For these reasons, legislation that will “encourage the growth of electronic commerce by ensuring confidence and trust in the online marketplace” is important to growth in Canada’s corner of the global economy. However, this law does not only — or even primarily — create a basis of trust for e-commerce. Instead, it attempts to reverse the broad flow of information by setting draconian limits on business communications. In its attempt to staunch email at one broadcast layer, it has driven a stake through all adjacent layers.
Clearly, there’s a need for some action in this area. A supply-side approach corresponding to Google’s definitions — requiring messages to be labeled by the sender as promotional, social or primary, with clear guidelines for categorization, and penalties for violating those guidelines — would have protected those who wish to avoid CEMs altogether, while allowing the mass of business sellers and buyers who depend on email communications to act responsibly. That isn’t what CASL delivers, though.

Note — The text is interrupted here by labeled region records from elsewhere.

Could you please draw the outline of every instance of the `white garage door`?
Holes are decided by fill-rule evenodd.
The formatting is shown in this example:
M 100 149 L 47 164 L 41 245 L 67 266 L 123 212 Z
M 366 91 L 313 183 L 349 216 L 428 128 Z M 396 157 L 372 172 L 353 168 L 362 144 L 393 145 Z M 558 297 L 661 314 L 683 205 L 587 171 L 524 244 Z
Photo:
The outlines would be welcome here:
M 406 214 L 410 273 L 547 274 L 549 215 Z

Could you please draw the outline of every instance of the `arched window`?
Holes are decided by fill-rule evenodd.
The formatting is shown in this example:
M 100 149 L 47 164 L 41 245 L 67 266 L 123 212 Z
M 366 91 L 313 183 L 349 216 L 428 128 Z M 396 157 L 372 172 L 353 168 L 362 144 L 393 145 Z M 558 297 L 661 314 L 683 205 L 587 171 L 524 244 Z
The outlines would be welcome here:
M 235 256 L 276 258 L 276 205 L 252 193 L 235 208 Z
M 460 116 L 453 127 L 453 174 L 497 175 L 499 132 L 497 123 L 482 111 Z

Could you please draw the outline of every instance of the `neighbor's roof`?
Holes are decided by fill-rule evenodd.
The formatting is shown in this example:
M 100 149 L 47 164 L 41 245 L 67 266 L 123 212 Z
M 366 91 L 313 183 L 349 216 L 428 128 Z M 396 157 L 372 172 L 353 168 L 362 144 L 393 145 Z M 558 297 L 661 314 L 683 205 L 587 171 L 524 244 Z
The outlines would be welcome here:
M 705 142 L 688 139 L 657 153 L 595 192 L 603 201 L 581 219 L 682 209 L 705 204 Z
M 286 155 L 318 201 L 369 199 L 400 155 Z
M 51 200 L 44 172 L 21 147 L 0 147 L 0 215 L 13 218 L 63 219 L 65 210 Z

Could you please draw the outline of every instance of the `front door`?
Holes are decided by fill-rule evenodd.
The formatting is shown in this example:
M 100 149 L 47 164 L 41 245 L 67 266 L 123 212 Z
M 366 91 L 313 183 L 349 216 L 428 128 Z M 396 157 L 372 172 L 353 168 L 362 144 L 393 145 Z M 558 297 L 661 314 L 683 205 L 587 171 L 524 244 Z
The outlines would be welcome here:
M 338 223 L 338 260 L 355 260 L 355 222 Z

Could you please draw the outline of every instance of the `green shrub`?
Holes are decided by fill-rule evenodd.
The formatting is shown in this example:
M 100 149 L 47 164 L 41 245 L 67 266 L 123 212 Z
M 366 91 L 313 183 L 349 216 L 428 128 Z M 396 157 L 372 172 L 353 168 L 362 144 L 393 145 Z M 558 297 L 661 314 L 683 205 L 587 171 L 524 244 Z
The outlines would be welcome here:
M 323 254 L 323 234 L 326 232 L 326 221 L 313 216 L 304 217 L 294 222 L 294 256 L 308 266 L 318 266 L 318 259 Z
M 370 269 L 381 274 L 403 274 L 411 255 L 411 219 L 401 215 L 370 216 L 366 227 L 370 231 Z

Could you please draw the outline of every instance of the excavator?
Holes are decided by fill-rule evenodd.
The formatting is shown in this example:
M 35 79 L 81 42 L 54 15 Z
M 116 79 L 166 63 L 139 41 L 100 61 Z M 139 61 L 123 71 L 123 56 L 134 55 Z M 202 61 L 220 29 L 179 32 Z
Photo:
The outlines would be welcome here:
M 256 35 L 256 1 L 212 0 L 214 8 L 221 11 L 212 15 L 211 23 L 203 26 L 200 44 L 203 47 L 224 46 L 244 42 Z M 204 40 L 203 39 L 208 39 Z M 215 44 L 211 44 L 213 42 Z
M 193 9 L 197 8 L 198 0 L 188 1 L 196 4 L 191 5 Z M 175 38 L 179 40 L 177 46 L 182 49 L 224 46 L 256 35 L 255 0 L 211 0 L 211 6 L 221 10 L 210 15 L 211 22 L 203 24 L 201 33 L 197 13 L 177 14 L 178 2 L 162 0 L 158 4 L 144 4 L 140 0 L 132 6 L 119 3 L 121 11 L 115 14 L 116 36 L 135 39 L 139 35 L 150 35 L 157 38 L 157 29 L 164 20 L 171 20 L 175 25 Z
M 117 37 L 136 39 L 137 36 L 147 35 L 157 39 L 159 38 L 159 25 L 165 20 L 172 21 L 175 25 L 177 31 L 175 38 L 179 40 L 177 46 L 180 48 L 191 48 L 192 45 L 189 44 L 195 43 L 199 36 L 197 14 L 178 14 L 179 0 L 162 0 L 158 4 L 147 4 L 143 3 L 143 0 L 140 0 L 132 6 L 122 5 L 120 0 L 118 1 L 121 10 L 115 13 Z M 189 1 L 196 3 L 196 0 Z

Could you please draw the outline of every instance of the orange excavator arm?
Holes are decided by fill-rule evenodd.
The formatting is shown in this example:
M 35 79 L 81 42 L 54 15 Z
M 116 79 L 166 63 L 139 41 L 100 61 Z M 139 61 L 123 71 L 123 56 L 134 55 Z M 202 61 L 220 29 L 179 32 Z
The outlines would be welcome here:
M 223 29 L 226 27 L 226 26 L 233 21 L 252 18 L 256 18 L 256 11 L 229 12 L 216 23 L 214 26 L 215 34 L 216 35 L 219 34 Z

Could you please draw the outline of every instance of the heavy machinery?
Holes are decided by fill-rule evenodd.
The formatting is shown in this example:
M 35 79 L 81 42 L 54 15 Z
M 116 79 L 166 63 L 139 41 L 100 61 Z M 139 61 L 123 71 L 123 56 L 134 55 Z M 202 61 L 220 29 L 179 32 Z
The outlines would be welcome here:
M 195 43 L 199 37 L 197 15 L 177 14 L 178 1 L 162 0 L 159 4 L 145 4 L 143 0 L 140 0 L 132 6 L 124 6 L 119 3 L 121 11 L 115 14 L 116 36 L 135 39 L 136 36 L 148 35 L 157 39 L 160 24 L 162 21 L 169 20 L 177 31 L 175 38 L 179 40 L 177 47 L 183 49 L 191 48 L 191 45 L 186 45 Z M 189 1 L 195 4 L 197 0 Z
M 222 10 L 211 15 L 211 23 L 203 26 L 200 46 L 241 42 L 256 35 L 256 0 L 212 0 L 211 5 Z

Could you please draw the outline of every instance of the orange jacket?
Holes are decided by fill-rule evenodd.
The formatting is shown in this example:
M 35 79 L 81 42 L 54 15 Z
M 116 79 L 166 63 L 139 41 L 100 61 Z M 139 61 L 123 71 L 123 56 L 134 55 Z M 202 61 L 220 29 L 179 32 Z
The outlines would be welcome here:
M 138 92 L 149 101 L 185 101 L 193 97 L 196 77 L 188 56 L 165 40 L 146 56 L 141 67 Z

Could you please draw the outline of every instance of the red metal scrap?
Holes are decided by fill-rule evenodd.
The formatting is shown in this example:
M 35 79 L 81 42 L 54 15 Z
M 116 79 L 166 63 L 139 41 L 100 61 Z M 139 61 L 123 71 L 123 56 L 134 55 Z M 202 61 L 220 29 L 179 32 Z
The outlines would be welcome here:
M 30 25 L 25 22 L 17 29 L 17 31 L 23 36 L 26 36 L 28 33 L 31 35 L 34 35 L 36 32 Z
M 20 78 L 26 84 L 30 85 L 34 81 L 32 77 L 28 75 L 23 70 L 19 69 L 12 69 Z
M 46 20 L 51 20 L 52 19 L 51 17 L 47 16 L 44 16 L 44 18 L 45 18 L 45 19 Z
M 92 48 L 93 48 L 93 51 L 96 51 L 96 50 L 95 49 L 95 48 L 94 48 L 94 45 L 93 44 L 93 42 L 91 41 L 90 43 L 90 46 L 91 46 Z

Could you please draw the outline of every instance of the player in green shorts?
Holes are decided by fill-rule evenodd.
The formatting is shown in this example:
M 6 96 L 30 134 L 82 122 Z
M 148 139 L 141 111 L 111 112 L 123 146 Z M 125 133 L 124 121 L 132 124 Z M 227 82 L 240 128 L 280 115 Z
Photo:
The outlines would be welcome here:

Come July 1, those who long for a bucolic inbox where the ping of new mail announcements punctuate long periods of silence will be delighted. Businesses that have come to depend on email as a means of distributing information — not just product offers, but all forms of business information — and those that rely on email to stay abreast of developments in their industries (again, not merely announcements of ‘limited time only!’ purchase offers, but the flow of insights and announcements needed to stay current with new trends and business options) will be less pleased. They will in time find other ways of sending and receiving electronic notifications about new ideas. In the meantime, they can always return to the ink-and-paper interface of the 1990s.